Hi everybody,

This topic is to discuss the software version tests (additional to the usual test functions) that we want to implement to make sure we do not end in a similar situation as the one we are currently in.

After scratching our heads for a while, @mmkekic and I would like to propose this scheme:

After each PR is approved and before merging, an automatic script will run in majorana cluster. The script will process a big dataset (1000k files of Kr, and a full run of RunV high energy data) starting from rwf (after decoding). This will be run twice, once with the current head of IC and once with the changes of the PR.
The script will compare all the values of the output by comparing the tables themselves, if ok, we all can be happy. If the output is not the same, then a series of plots and numbers that compare the data, at the level (and posterior ones) where the mismatch occurs, will be created.
A report will be written with the result of the comparison, if needed due to a comparison fail, the report will include a path to the plots in pdf, the numbers of relevance (like survival rates and the alike). This report and plots should be automatically uploaded to git and we should keep storage of them through git-lfs.
The reviewer shall check the report, if it fails, the differences should be understood and explained (by the developer) before merging the PR.

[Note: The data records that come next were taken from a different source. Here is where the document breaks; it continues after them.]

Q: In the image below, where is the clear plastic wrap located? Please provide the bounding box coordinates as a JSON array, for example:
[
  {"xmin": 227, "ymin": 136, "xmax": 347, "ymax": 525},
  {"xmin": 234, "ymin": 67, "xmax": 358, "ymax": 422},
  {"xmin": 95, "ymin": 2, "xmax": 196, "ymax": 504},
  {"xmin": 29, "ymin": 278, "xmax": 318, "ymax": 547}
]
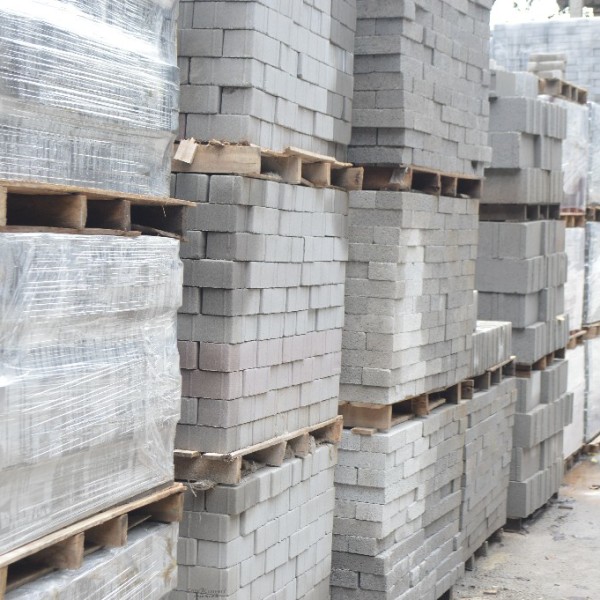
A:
[
  {"xmin": 565, "ymin": 227, "xmax": 585, "ymax": 331},
  {"xmin": 0, "ymin": 0, "xmax": 179, "ymax": 196},
  {"xmin": 0, "ymin": 234, "xmax": 182, "ymax": 554},
  {"xmin": 542, "ymin": 96, "xmax": 590, "ymax": 211},
  {"xmin": 588, "ymin": 102, "xmax": 600, "ymax": 205},
  {"xmin": 583, "ymin": 222, "xmax": 600, "ymax": 325},
  {"xmin": 6, "ymin": 523, "xmax": 178, "ymax": 600}
]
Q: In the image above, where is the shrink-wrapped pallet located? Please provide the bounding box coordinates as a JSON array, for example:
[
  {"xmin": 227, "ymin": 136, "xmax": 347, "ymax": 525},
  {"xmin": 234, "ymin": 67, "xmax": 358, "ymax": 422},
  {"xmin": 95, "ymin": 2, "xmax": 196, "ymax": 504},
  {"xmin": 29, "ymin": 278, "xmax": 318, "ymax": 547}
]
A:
[
  {"xmin": 0, "ymin": 234, "xmax": 182, "ymax": 554},
  {"xmin": 6, "ymin": 523, "xmax": 178, "ymax": 600},
  {"xmin": 0, "ymin": 0, "xmax": 179, "ymax": 196}
]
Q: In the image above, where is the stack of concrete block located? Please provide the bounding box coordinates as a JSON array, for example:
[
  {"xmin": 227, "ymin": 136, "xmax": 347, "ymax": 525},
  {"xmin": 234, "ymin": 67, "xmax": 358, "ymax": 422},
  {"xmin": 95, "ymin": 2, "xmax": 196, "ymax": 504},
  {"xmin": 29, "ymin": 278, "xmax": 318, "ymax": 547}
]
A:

In addition to this, we would also like to add a new label to git, something like 'data change'. This is to be added to a PR that is known to change the data. This way we can quickly identify at which PRs there has been a change in the processing output in case, for some reason, something smells fishy again.

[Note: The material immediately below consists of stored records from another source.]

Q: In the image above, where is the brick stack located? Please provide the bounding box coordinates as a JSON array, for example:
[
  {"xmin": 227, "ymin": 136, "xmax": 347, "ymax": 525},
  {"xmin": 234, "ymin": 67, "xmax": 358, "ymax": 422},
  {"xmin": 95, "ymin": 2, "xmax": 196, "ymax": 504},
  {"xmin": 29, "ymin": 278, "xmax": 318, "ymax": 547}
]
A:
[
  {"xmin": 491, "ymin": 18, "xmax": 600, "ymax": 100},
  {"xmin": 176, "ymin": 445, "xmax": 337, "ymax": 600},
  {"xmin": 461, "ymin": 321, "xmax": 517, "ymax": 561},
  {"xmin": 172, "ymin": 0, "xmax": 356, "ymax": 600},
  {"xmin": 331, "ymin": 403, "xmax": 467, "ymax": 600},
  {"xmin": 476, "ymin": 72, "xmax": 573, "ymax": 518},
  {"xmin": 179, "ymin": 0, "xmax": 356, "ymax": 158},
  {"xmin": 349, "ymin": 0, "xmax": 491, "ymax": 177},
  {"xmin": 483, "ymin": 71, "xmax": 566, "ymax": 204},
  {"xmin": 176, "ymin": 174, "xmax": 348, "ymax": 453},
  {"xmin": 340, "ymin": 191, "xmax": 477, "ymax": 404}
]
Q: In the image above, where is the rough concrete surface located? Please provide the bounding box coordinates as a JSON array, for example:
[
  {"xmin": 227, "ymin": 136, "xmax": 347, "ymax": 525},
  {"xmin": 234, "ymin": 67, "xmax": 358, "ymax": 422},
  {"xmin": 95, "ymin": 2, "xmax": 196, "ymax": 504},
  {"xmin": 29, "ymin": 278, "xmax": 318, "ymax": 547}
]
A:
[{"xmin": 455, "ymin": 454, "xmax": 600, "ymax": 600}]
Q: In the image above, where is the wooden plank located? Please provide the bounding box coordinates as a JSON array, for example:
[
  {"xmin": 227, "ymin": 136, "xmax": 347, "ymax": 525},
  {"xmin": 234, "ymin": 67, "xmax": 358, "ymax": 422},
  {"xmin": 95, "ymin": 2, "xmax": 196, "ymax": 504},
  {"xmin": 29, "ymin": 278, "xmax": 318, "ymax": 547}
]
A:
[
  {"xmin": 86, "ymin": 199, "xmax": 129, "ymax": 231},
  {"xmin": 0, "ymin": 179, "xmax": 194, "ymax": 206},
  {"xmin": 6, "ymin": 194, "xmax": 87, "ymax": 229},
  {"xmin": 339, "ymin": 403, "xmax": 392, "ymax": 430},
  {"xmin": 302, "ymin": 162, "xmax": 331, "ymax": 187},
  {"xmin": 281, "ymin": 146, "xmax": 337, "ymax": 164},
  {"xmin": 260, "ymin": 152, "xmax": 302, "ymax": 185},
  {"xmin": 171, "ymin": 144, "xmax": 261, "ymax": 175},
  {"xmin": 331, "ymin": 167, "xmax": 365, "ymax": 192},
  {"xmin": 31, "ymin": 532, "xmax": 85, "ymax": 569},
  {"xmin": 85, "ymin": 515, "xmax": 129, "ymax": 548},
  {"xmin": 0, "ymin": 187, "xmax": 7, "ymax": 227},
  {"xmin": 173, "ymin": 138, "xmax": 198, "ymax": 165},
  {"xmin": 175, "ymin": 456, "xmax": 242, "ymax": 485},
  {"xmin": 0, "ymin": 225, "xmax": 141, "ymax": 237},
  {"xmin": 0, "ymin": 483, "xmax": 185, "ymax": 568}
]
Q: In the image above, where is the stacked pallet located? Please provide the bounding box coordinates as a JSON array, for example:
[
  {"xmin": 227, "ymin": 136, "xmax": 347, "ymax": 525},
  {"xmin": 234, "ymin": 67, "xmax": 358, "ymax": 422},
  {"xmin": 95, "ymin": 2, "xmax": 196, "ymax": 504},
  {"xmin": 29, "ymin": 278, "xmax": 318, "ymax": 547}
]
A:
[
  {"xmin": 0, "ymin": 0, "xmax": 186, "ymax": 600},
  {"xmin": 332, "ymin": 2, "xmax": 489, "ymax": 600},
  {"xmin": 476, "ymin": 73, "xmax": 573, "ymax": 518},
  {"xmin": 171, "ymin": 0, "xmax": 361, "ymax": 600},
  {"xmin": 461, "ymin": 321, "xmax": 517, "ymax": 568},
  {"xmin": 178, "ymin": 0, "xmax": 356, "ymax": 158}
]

We already talked with @jmbenlloch about whether this kind of scheme is possible and he is pretty sure we can do it. Not easy, but doable. But not in a two week period as this would be a major work.

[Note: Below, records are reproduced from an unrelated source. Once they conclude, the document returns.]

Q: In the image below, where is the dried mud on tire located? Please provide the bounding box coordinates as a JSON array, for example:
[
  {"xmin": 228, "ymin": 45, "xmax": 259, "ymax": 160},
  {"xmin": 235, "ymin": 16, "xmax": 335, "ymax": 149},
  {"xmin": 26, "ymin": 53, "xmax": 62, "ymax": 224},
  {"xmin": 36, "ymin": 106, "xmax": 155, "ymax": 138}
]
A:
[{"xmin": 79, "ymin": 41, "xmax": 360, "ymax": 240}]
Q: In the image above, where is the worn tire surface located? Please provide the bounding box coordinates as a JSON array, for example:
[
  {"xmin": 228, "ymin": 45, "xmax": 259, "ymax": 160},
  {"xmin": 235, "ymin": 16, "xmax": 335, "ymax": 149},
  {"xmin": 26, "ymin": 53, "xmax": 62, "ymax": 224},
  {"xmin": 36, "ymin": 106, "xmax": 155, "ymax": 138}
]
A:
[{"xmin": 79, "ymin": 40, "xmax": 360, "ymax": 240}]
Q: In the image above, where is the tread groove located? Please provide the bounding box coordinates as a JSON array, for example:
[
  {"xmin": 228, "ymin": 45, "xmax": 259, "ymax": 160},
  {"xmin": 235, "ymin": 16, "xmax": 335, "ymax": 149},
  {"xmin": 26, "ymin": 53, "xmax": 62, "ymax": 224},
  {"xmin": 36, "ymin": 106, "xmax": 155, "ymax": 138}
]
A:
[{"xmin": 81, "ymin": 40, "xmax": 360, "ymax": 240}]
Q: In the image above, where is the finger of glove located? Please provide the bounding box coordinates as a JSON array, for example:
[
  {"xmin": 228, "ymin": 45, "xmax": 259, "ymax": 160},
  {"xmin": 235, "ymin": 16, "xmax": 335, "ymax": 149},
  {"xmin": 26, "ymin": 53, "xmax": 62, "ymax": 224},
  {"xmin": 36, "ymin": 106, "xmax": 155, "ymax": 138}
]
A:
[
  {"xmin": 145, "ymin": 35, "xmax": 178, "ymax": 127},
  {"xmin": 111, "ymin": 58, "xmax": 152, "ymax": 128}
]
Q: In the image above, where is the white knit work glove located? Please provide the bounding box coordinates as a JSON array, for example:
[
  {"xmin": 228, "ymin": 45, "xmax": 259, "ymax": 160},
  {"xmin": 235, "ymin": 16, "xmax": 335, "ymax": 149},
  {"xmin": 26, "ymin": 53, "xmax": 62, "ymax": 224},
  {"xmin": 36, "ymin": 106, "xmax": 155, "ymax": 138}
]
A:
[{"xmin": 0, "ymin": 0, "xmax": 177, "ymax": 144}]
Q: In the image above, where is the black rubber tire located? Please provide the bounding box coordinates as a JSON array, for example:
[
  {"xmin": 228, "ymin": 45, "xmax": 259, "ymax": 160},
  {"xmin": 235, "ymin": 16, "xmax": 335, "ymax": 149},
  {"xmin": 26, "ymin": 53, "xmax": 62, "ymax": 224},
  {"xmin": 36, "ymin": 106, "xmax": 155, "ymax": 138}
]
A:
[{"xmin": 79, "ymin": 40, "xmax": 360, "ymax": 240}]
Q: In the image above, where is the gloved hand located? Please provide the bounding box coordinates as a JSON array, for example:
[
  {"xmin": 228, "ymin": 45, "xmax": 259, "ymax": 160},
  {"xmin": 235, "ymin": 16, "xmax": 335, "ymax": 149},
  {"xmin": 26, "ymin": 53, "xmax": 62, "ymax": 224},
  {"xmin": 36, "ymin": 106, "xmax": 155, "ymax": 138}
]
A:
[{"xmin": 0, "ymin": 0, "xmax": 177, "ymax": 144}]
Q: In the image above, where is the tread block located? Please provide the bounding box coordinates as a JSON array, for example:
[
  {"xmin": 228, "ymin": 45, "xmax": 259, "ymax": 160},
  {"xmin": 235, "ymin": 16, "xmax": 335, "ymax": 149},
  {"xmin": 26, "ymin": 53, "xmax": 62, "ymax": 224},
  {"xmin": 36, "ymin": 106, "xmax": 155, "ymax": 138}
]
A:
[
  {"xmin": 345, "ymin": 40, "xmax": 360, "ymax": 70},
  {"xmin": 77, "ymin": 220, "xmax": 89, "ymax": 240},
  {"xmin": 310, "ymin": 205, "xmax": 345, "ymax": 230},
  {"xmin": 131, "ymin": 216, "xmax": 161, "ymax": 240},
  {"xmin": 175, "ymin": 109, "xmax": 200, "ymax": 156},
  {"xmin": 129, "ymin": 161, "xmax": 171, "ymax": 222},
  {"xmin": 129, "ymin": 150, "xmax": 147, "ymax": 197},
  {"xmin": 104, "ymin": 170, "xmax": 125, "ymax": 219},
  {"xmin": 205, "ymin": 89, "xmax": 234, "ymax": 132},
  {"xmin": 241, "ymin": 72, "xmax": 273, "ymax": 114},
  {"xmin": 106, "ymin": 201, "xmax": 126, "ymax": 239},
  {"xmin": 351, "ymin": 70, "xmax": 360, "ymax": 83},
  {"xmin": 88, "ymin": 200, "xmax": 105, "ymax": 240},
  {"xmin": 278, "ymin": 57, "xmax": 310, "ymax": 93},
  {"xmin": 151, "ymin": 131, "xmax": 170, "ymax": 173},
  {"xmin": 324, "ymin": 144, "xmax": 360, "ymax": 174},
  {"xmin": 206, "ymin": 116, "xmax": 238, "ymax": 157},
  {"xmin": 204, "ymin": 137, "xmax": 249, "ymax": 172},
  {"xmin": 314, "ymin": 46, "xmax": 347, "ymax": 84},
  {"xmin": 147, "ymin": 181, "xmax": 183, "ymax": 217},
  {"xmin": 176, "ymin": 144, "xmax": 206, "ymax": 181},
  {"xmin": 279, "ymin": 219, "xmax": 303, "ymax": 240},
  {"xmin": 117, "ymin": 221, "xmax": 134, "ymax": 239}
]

I understand that this will be a more general testing thing and that the current situation will be handled by Gonzalo and Alberto so we don't strictly need this full machinery for the current situation but for future reassurance.

Details will be worked out as we work on this but, as a general idea, this is it. Suggestions, doubts, etc.?

Hi, sounds like a very complete and ambitious plan to me! My only comment: lets not test only on Kr and trigger2 data, bit also on corresponding MC files (detsim output, probably). So, running on four datasets

Ambitious indeed. I see the risk that we are aiming too high and it takes too long. I would like that you guys propose a simpler prototype as a first step that can be quickly implemented and tested (e.g, 2 weeks),THEN we can go for the bigger thing.

Enviado desde mi iPhone On 4 Jul 2019, 11:48 +0200, msorel notifications@github.com, wrote:

Hi, sounds like a very complete and ambitious plan to me! My only comment: lets not test only on Kr and trigger2 data, bit also on corresponding MC files (detsim output, probably). So, running on four datasets — You are receiving this because you were assigned. Reply to this email directly, view it on GitHub, or mute the thread.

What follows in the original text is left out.